The design also provided staff with a workspace to the left of the building, including a break room and washroom. On the other side of the building is a service entrance next to a parking lot for visitors. This is where installation teams will make deliveries for events and use an internal staircase and elevator to the second floor.
On the water side, three doors open onto a large square. A sliding door near the teenage section will also open into the plaza, the designers said.
As visitors ascend the staircase to the second level, they will be greeted by three vantage points: one on the water, a second on Bay Street, and a third on the lower space of the library seen from the opening above. The plan has a large space flexible enough to accommodate meetings of various sizes. It can also be used as an overflow space alongside the larger space in the building, which can accommodate up to 150 people in a classroom setup. If an event dinner is planned for the space, it can accommodate up to 120 people.
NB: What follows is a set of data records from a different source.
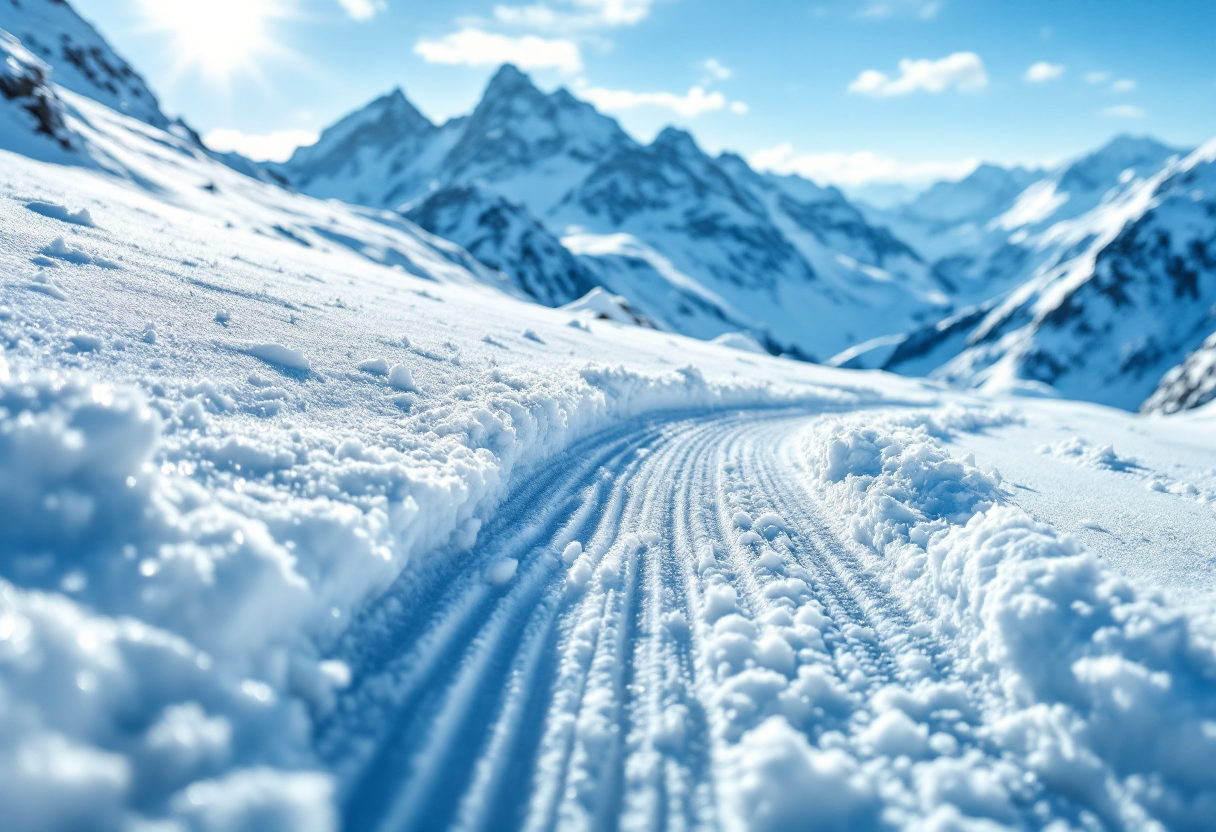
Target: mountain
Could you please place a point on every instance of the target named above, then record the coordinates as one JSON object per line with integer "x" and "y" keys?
{"x": 701, "y": 245}
{"x": 32, "y": 114}
{"x": 994, "y": 229}
{"x": 83, "y": 61}
{"x": 1188, "y": 386}
{"x": 504, "y": 236}
{"x": 527, "y": 145}
{"x": 1131, "y": 296}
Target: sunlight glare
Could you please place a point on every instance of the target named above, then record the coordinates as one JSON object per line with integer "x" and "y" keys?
{"x": 217, "y": 37}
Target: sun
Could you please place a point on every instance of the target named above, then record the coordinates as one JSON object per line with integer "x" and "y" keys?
{"x": 218, "y": 38}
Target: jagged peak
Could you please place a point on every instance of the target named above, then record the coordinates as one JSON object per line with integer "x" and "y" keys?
{"x": 677, "y": 141}
{"x": 510, "y": 82}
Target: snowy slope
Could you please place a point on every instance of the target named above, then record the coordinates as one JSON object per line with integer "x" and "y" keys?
{"x": 83, "y": 61}
{"x": 308, "y": 541}
{"x": 311, "y": 526}
{"x": 795, "y": 264}
{"x": 310, "y": 523}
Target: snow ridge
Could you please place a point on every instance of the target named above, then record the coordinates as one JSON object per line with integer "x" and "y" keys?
{"x": 1099, "y": 687}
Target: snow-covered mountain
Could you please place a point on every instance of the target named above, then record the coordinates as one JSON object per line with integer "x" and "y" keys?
{"x": 310, "y": 522}
{"x": 791, "y": 262}
{"x": 32, "y": 114}
{"x": 83, "y": 61}
{"x": 504, "y": 236}
{"x": 991, "y": 230}
{"x": 1131, "y": 294}
{"x": 1188, "y": 386}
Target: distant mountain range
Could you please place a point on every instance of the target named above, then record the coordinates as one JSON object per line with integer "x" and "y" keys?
{"x": 699, "y": 245}
{"x": 1093, "y": 280}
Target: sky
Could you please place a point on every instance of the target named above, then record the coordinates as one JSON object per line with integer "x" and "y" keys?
{"x": 855, "y": 93}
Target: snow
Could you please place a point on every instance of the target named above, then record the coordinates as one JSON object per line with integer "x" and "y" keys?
{"x": 62, "y": 213}
{"x": 741, "y": 341}
{"x": 279, "y": 355}
{"x": 314, "y": 523}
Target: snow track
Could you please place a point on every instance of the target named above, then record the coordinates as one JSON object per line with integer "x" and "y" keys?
{"x": 611, "y": 689}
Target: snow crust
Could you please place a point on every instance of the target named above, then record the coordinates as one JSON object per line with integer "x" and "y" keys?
{"x": 1097, "y": 690}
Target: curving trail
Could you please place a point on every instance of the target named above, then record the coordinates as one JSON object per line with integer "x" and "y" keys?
{"x": 606, "y": 689}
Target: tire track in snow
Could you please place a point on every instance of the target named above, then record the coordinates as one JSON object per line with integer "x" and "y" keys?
{"x": 603, "y": 693}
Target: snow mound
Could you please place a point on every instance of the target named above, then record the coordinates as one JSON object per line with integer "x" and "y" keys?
{"x": 1103, "y": 691}
{"x": 741, "y": 341}
{"x": 602, "y": 305}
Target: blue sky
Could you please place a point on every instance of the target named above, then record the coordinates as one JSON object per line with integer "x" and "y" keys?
{"x": 849, "y": 91}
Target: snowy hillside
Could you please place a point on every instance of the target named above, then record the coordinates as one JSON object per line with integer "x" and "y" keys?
{"x": 737, "y": 249}
{"x": 310, "y": 543}
{"x": 310, "y": 521}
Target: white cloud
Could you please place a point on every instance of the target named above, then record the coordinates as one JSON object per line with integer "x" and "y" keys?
{"x": 859, "y": 168}
{"x": 364, "y": 10}
{"x": 573, "y": 15}
{"x": 474, "y": 48}
{"x": 275, "y": 146}
{"x": 1041, "y": 72}
{"x": 880, "y": 10}
{"x": 962, "y": 71}
{"x": 694, "y": 102}
{"x": 1124, "y": 111}
{"x": 715, "y": 69}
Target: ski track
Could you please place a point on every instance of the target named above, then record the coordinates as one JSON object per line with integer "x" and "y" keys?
{"x": 545, "y": 704}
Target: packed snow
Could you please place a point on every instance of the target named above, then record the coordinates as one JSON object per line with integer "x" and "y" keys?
{"x": 311, "y": 521}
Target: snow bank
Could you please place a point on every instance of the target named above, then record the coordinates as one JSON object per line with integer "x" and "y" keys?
{"x": 1099, "y": 691}
{"x": 178, "y": 582}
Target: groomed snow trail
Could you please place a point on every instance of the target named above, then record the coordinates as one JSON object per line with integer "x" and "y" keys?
{"x": 676, "y": 586}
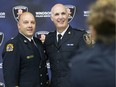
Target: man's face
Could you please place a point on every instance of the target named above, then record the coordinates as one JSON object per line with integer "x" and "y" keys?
{"x": 27, "y": 24}
{"x": 59, "y": 16}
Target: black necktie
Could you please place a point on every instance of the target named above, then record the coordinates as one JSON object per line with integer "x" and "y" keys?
{"x": 32, "y": 41}
{"x": 59, "y": 38}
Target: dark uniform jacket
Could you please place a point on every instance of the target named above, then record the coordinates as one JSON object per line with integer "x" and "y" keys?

It can be opened or closed using a large retractable wall.
To the far right is a large meeting room that can accommodate 24 round tables; in a classroom configuration, 30 tables can be accommodated, the designers told board members. Smaller meeting rooms also extend along a north-south corridor along the building.
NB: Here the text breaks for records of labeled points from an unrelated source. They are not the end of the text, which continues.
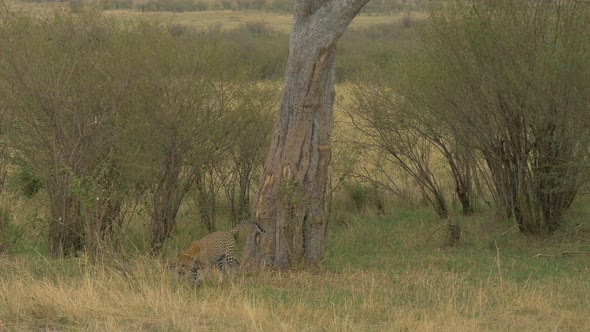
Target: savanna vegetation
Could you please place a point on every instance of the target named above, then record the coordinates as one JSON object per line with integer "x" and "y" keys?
{"x": 456, "y": 198}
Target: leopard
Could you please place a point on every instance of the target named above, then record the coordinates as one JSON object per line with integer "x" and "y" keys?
{"x": 215, "y": 250}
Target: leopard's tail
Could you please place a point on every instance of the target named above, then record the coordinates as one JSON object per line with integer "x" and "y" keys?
{"x": 239, "y": 226}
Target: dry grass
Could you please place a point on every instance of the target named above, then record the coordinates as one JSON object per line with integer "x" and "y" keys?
{"x": 223, "y": 19}
{"x": 384, "y": 282}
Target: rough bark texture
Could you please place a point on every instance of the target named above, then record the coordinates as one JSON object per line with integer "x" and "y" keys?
{"x": 290, "y": 200}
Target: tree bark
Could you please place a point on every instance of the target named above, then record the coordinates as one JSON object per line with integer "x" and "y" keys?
{"x": 290, "y": 201}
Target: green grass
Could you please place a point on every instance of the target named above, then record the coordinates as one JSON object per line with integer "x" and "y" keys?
{"x": 381, "y": 273}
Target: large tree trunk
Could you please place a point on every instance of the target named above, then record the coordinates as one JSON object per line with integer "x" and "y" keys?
{"x": 290, "y": 201}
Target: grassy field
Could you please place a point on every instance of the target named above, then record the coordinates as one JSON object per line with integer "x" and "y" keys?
{"x": 381, "y": 274}
{"x": 223, "y": 19}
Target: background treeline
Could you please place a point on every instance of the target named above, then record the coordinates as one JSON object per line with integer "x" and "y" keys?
{"x": 374, "y": 7}
{"x": 111, "y": 132}
{"x": 494, "y": 99}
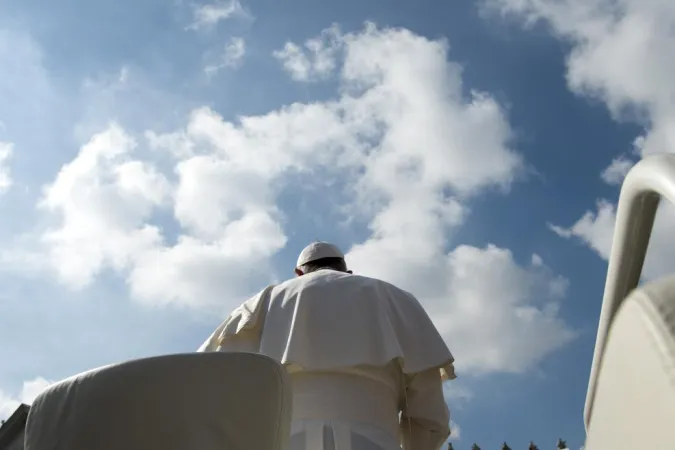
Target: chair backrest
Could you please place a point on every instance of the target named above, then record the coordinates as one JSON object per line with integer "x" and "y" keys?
{"x": 631, "y": 392}
{"x": 634, "y": 403}
{"x": 205, "y": 401}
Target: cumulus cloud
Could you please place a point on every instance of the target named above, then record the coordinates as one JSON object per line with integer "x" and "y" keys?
{"x": 596, "y": 229}
{"x": 208, "y": 15}
{"x": 29, "y": 390}
{"x": 316, "y": 59}
{"x": 621, "y": 54}
{"x": 617, "y": 170}
{"x": 6, "y": 150}
{"x": 412, "y": 150}
{"x": 231, "y": 56}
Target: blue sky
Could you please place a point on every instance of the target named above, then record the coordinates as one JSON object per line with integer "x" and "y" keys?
{"x": 166, "y": 159}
“These rooms are a bit smaller, so the intention here is to give a smaller space for people who come either for a meeting or to the library,” Tomisser said.
The event area on the second floor will be served by a staging kitchen, which will be used by caterers who will bring dishes that can be kept hot or cold, then prepared and served. Designers also have an integrated space called “LITE Lab” which will be mainly used by the library, but can also meet the needs of special events during library off hours.
“The LITE lab represents ‘learning, innovation, technology and exploration’,” said RFM presenter. “We really see this space as a cool coworking-like space where it can be used in a multigenerational way. It can be used for studying and for work or other flexible uses.
Rice said the covered deck space at both ends of the building in the original design has now been enclosed on the upper level to provide additional meeting space for the community.
Mayor Rob Putaansuu recalled that designers have so far focused on interior uses and exterior elevation. He said concepts that incorporate landscaping will come later in the process.
“There is really nothing to show there [involving landscaping]”Putaansuu said.” It’s only just started in this area… there is still a ton of work to be done. But I’m really happy, and I hope you are too with the state we are at. are.
The mayor said he expects a more comprehensive design to be presented next year and showcased at a public forum, if COVID-19 wants it.
” I hope we will be able to [present] this in a much more public way with signs on the wall.